Ghana; Akan, Asante
Gold; Diam. 5 1/2 in. (13.97 cm)
Lent by The Estate of Christian Humann (L.1982.92)
Luxurious courtly arts wrought in gold are the prized emblems of leadership of the Akan peoples, and the Asante kingdom in particular, in what is today the modern nation of Ghana. By the mid-eighteenth century, the Asante kingdom had unified this culturally homogeneous region and asserted its control over trade in gold, textiles, and slaves. Asante's remarkable wealth and political vitality were symbolized by the extraordinarily rich art traditions propagated and sustained at the court by the king, or Asantahene.

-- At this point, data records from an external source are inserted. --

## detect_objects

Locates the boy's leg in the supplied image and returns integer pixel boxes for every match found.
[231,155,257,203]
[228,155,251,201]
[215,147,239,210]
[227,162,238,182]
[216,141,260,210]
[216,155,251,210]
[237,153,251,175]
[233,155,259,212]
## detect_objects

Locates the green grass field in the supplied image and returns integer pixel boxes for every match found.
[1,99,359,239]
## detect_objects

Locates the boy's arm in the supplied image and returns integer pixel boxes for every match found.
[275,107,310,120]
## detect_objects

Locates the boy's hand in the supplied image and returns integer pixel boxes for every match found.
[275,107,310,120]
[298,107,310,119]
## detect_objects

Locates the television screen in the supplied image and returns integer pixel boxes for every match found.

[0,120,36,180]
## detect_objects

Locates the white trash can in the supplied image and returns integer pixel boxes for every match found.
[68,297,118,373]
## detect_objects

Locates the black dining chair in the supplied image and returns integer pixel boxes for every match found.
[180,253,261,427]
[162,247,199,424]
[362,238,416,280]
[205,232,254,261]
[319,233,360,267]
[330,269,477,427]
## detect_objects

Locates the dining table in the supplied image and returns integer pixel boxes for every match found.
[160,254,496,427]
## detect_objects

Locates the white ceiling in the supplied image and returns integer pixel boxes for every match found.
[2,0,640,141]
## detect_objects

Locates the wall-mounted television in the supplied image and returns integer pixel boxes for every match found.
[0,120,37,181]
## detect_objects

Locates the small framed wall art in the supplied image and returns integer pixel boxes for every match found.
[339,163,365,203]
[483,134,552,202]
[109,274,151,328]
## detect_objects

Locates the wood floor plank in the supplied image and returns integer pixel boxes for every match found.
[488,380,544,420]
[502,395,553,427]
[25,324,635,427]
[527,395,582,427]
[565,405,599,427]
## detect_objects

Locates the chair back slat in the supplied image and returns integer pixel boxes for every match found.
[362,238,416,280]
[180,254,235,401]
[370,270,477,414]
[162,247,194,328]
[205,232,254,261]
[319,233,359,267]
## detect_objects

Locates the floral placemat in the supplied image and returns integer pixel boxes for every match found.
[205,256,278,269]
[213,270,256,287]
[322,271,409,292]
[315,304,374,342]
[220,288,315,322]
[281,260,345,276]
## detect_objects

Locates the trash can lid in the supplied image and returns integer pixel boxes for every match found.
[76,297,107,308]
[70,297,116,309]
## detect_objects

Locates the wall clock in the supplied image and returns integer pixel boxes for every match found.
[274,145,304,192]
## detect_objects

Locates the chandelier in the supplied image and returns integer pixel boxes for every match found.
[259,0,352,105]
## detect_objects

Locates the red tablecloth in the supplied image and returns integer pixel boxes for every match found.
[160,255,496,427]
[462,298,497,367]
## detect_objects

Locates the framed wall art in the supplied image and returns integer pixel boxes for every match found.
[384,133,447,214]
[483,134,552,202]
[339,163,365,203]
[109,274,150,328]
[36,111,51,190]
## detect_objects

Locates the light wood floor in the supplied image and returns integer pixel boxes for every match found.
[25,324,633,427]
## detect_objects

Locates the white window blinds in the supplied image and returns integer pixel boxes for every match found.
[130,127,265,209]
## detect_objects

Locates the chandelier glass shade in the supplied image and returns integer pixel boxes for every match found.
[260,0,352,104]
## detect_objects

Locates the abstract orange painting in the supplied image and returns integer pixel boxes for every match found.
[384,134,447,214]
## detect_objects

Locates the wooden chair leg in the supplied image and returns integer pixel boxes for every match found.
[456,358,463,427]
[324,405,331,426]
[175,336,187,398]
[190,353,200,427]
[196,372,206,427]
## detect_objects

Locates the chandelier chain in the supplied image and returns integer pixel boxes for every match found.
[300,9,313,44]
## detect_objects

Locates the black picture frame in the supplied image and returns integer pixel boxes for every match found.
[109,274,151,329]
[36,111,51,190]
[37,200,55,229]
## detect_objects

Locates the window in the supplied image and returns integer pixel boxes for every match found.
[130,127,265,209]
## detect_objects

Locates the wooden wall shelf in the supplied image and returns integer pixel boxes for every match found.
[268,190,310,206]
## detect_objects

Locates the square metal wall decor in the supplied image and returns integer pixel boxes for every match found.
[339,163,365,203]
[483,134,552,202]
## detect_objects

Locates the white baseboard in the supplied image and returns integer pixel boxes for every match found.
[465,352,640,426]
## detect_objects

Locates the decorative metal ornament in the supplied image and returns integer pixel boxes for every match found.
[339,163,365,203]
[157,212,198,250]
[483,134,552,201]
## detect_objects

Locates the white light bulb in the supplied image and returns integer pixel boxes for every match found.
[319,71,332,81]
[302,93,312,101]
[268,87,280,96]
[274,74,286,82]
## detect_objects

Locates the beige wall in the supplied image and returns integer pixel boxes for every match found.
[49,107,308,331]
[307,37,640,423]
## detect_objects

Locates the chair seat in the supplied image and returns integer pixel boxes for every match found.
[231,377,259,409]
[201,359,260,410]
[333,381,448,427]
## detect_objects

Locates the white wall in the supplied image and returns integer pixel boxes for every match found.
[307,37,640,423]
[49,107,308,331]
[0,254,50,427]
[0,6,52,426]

In Akan thought, gold is considered an earthly counterpart to the sun and the physical manifestation of life's vital force, or kra. Cast gold disks called akrafokonmu ("soul washer's disk") are worn as protective emblems by important members of the court, including royal attendants known as akrafo, or "soul washers." Individuals selected for this title are beautiful young men and women born on the same day of the week as the king. Worthy of serving the king in light of their youth and vigor, they ritually purify and replenish the king's vital powers and, in doing so, help to stabilize and protect the nation.
This akrafokonmu displays a central rosette surrounded by a circular border of repeating vegetal motifs. The inspiration for these intertwining leaves and tendrils may have come from North Africa, a region intimately linked to the Asante kingdom through the trans-Saharan gold trade. Even so, the composition as a whole reflects specifically Akan aesthetic concepts, in that the circular form of the disk and the concentric arrangement of the designs evoke the emanating rays of the sun that were the source of the kra of the king and his people.